Thoughts on aging (that I can’t ignore)

But first, a PSA to parents: If your student is reporting troubling issues in a class, direct them to speak to the teacher about the issues themselves. Then, if they decide the issues are not being resolved after bringing them to the attention of the teacher, email or call the teacher yourself. Finally, if the issues persists, email or call the administration. DO NOT SKIP STEPS 1 AND 2! Emailing admin about how a teacher is not managing a problem for your child that they may not even know exists will probably hinder resolution of said problem, not aid it.

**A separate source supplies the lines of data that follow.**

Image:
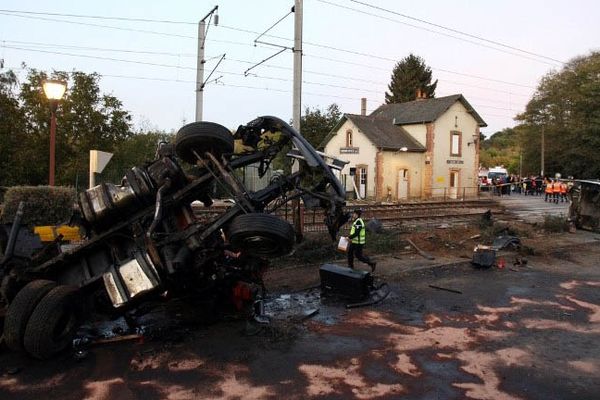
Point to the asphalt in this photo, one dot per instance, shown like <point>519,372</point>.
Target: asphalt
<point>521,332</point>
<point>515,333</point>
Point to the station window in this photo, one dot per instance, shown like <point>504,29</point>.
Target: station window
<point>455,143</point>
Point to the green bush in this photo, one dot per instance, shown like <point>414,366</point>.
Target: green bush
<point>44,205</point>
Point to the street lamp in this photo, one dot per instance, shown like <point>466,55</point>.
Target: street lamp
<point>54,91</point>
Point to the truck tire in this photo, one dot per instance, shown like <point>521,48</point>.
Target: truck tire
<point>53,324</point>
<point>202,137</point>
<point>263,235</point>
<point>20,310</point>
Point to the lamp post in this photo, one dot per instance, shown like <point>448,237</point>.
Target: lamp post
<point>54,91</point>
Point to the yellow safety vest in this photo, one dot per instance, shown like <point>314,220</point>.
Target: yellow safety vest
<point>362,236</point>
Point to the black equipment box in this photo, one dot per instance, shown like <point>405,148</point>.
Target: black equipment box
<point>344,281</point>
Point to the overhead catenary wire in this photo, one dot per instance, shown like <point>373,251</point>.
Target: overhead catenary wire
<point>478,37</point>
<point>219,71</point>
<point>318,45</point>
<point>404,15</point>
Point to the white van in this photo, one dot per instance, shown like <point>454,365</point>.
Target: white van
<point>497,172</point>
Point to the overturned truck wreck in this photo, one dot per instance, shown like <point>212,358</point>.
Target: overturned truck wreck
<point>144,244</point>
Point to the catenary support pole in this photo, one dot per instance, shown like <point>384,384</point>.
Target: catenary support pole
<point>52,166</point>
<point>200,70</point>
<point>297,101</point>
<point>542,154</point>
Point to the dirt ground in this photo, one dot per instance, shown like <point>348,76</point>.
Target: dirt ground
<point>521,332</point>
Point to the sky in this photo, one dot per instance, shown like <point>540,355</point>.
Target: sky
<point>349,51</point>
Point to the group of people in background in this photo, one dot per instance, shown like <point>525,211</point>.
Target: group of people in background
<point>553,190</point>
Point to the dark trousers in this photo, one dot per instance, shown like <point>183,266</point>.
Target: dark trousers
<point>356,250</point>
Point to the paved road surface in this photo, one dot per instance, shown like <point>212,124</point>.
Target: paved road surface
<point>514,333</point>
<point>531,208</point>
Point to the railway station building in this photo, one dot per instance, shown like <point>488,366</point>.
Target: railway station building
<point>421,149</point>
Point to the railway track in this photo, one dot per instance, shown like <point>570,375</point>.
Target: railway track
<point>406,215</point>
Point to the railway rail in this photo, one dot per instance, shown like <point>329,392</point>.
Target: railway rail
<point>407,215</point>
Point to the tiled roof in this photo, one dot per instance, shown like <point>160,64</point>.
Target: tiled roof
<point>424,110</point>
<point>383,134</point>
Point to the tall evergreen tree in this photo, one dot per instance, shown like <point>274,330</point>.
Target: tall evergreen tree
<point>408,76</point>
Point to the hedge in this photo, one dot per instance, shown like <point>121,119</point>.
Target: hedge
<point>44,205</point>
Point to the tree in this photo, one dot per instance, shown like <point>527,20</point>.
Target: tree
<point>408,76</point>
<point>566,105</point>
<point>316,124</point>
<point>86,119</point>
<point>12,126</point>
<point>133,151</point>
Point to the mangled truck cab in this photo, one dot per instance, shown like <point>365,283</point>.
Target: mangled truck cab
<point>144,243</point>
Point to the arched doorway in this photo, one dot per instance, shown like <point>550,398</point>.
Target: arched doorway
<point>403,184</point>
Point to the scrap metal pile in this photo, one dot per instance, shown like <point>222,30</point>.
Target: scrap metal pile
<point>144,245</point>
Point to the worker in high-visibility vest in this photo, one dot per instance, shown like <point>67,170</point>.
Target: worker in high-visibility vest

As you may have guessed, I had to deal with some bullshit at work this Monday that just sucked. It really devastated me mentally and emotionally at the start of the week and I’m still recovering. Also, parents can really, really suck. Not being a parent who sucks in this way is one of my most salient goals.

Yesterday my daughter turned 12. This was also an emotionally fraught moment for me, which I handled less well because of Monday’s continued fall out. I love my daughter and am so proud of the young woman she is becoming. But the fact that I can use the phrase “young woman she is becoming” about my first born is really messing with me.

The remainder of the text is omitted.